Fig. 1 shows an embodiment of the four-wheel steering system of the present invention, Fig. 2 is a sectional view showing the details of the control valve, which is the main part, and Fig. 3 is a further enlarged view of the main part. FIG. Furthermore, Fig. 4A is a graph showing changes in the actual steering angle of the rear wheels, Fig. 4B is a graph showing changes in the rotation angle during steering wheel operation, and Fig. ₅ is a graph showing changes in the rotation angle when the steering wheel is operated, and Fig. 5 is a graph showing changes in the actual steering angle of the rear wheels. It is a graph showing the relationship of angle θ _R in one control mode of four-wheel steering.
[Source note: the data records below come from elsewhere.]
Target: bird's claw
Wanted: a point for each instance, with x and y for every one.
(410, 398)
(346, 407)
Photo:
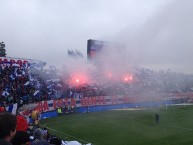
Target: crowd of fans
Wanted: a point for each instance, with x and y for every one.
(15, 130)
(23, 85)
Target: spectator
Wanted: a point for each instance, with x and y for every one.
(157, 118)
(22, 124)
(21, 138)
(39, 137)
(55, 141)
(7, 128)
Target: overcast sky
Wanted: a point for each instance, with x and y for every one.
(158, 33)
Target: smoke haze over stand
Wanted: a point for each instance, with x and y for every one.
(158, 33)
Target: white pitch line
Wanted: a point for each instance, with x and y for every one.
(162, 124)
(67, 135)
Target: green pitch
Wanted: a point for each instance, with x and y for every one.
(126, 127)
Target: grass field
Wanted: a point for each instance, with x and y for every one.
(126, 127)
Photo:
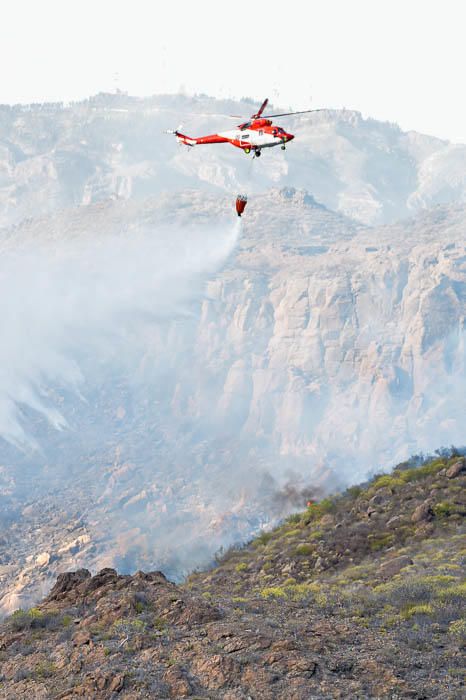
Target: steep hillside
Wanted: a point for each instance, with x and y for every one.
(57, 156)
(321, 350)
(362, 595)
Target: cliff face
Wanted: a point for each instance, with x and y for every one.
(320, 350)
(341, 351)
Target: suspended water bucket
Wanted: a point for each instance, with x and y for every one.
(241, 201)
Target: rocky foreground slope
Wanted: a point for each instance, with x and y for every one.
(361, 596)
(321, 349)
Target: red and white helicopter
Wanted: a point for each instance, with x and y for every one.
(252, 136)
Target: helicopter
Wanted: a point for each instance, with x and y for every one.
(253, 135)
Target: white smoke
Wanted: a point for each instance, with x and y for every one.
(61, 300)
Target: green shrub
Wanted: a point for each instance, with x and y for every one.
(444, 509)
(378, 543)
(273, 592)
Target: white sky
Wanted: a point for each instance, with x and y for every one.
(396, 60)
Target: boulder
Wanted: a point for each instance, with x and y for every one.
(456, 469)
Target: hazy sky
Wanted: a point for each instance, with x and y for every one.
(397, 60)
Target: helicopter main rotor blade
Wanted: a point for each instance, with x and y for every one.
(261, 109)
(288, 114)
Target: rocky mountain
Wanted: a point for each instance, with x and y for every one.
(56, 156)
(361, 595)
(320, 350)
(171, 381)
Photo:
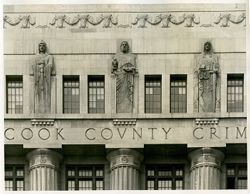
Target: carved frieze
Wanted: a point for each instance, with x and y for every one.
(206, 121)
(165, 20)
(124, 20)
(226, 18)
(124, 122)
(24, 20)
(83, 20)
(42, 122)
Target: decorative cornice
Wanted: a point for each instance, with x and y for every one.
(105, 20)
(24, 20)
(206, 121)
(124, 157)
(165, 20)
(225, 19)
(83, 20)
(206, 156)
(42, 122)
(124, 122)
(43, 157)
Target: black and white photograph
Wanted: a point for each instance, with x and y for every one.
(125, 96)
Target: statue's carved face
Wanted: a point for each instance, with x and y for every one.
(124, 47)
(42, 48)
(207, 47)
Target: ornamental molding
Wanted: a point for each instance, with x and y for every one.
(84, 20)
(165, 20)
(123, 20)
(25, 21)
(124, 122)
(226, 18)
(206, 121)
(42, 122)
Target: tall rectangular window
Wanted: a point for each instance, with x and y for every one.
(14, 178)
(235, 92)
(164, 177)
(236, 176)
(14, 94)
(153, 94)
(71, 94)
(85, 177)
(178, 93)
(96, 99)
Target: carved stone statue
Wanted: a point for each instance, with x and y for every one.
(42, 70)
(207, 77)
(124, 69)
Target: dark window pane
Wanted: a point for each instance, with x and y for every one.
(85, 177)
(14, 95)
(96, 97)
(178, 94)
(235, 93)
(14, 178)
(152, 94)
(236, 176)
(71, 91)
(164, 177)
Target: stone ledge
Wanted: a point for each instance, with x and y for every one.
(42, 122)
(124, 122)
(206, 121)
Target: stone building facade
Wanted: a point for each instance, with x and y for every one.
(125, 97)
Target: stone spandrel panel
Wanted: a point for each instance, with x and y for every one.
(119, 19)
(194, 133)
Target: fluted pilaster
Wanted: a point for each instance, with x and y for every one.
(43, 168)
(205, 168)
(124, 166)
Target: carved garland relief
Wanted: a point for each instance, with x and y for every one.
(163, 20)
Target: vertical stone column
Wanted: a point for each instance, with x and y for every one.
(124, 166)
(205, 168)
(43, 168)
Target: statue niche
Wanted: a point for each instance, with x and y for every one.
(42, 70)
(124, 69)
(207, 81)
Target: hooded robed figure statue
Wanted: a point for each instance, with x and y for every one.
(124, 69)
(42, 70)
(208, 80)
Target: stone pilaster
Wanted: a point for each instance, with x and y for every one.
(43, 168)
(205, 168)
(124, 166)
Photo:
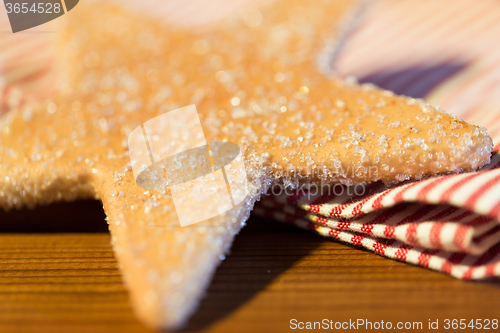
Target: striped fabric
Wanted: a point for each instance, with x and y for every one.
(447, 52)
(443, 50)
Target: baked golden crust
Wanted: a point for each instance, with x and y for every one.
(254, 84)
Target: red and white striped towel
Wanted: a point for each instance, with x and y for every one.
(446, 51)
(443, 50)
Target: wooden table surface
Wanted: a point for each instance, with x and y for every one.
(58, 274)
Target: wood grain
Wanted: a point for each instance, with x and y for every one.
(69, 282)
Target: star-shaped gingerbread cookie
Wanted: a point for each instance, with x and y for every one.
(254, 83)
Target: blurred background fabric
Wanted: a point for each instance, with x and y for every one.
(445, 51)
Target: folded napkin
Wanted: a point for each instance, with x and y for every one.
(445, 51)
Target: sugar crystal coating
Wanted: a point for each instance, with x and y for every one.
(254, 83)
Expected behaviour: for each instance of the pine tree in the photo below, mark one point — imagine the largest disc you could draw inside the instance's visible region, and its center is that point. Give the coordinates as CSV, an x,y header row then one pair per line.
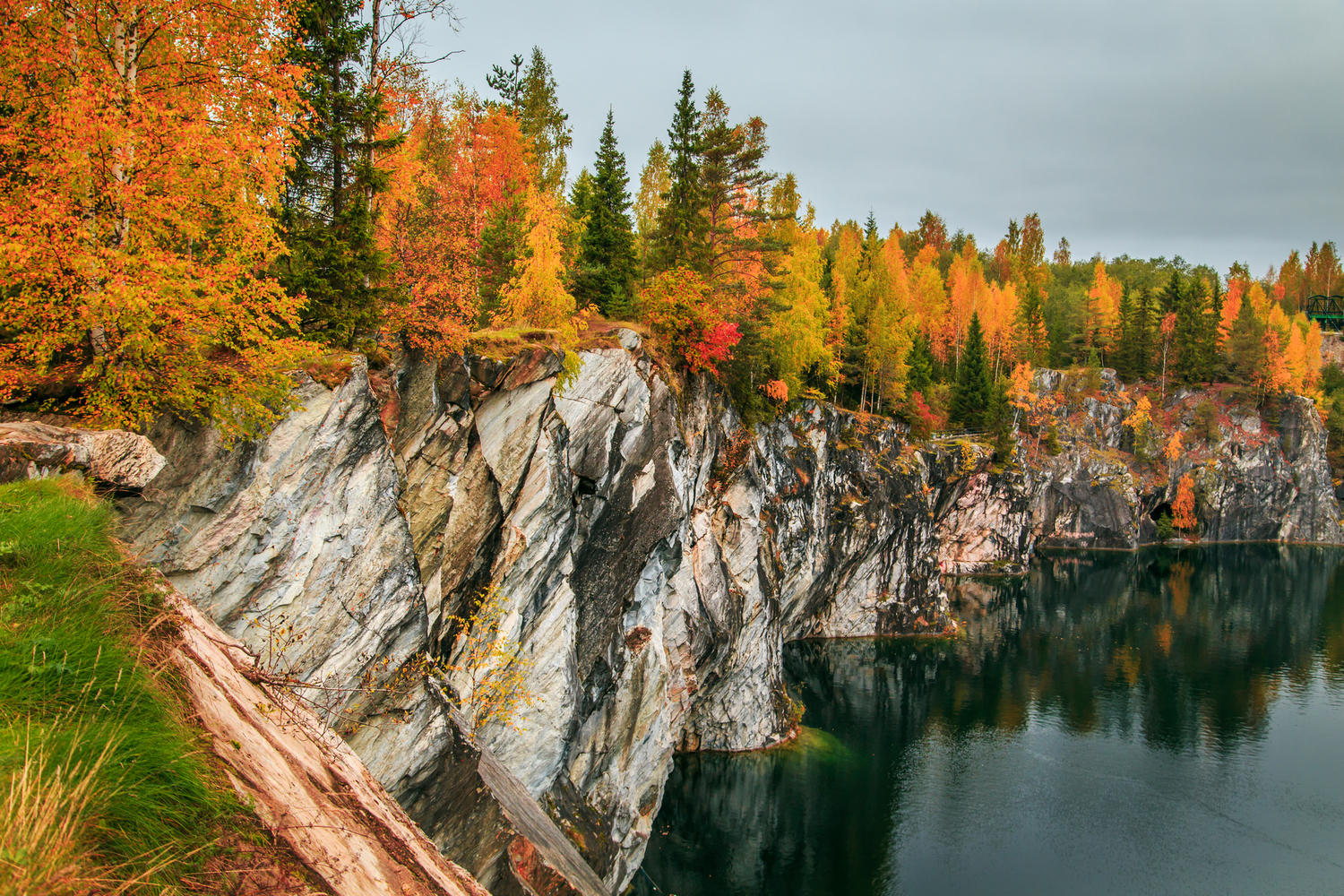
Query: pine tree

The four-wheel steering system is a system that steers the front wheels 1, 1 by steering the steering wheel 3 in FIG. 1, thereby steering the rear wheels 2, 2 according to the steering angle of the front wheels 1, 1. The relationship between the front wheel turning angle θ _F and the rear wheel turning angle θ _R at this time is determined by a control mode as shown in FIG. 5, for example. In FIG. 5, broken lines V1, V2, and V3 indicate control patterns in the automatic control mode when the vehicle speed is high, medium, and low, respectively, and inflection lines P1, P2, and P3 indicate the steering ratio (θ _R / θ _F ) indicates the point at which the front wheel steering angle θ _F changes with respect to changes in the front wheel steering angle θ F. At the point where the front wheel steering angle θ _F is smaller than this inflection point, the steering ratio θ _R /θ _F is relatively large, and this Above the inflection point, it remains unchanged or decreases as the front wheel steering angle θ _F increases. Further, this steering ratio θ _R /θ _F increases as the vehicle speed increases. Furthermore, when the vehicle speed is low (V3), when the front wheel steering angle θ _F becomes equal to or greater than θ _F ′, the rear wheel steering angle θ _R becomes negative, and antiphase steering is performed, and the steering angle ( When θ _H ) is large, the rear wheels are steered in the opposite phase so that the direction of the vehicle can be changed significantly. In addition, in the embodiment shown in FIG. 5, the above three types of control patterns V
1. In addition to V2 and _V3 , there are two fixed _modes : fixed mode The fixed mode provides four-wheel steering. This is useful when parallel parking or parking in a garage, when you want to make sure to steer the rear wheels a lot to move the car diagonally horizontally or change direction with a small turning radius. In the above three types of automatic control patterns V1, V2, and V3, below the inflection point, the steering ratio θ _R /θ _F is made relatively large to eliminate phase lag for lane changes, etc., and improve responsiveness. On the other hand, above the inflection point, the steering ratio is made relatively small to improve cornering performance and maneuverability.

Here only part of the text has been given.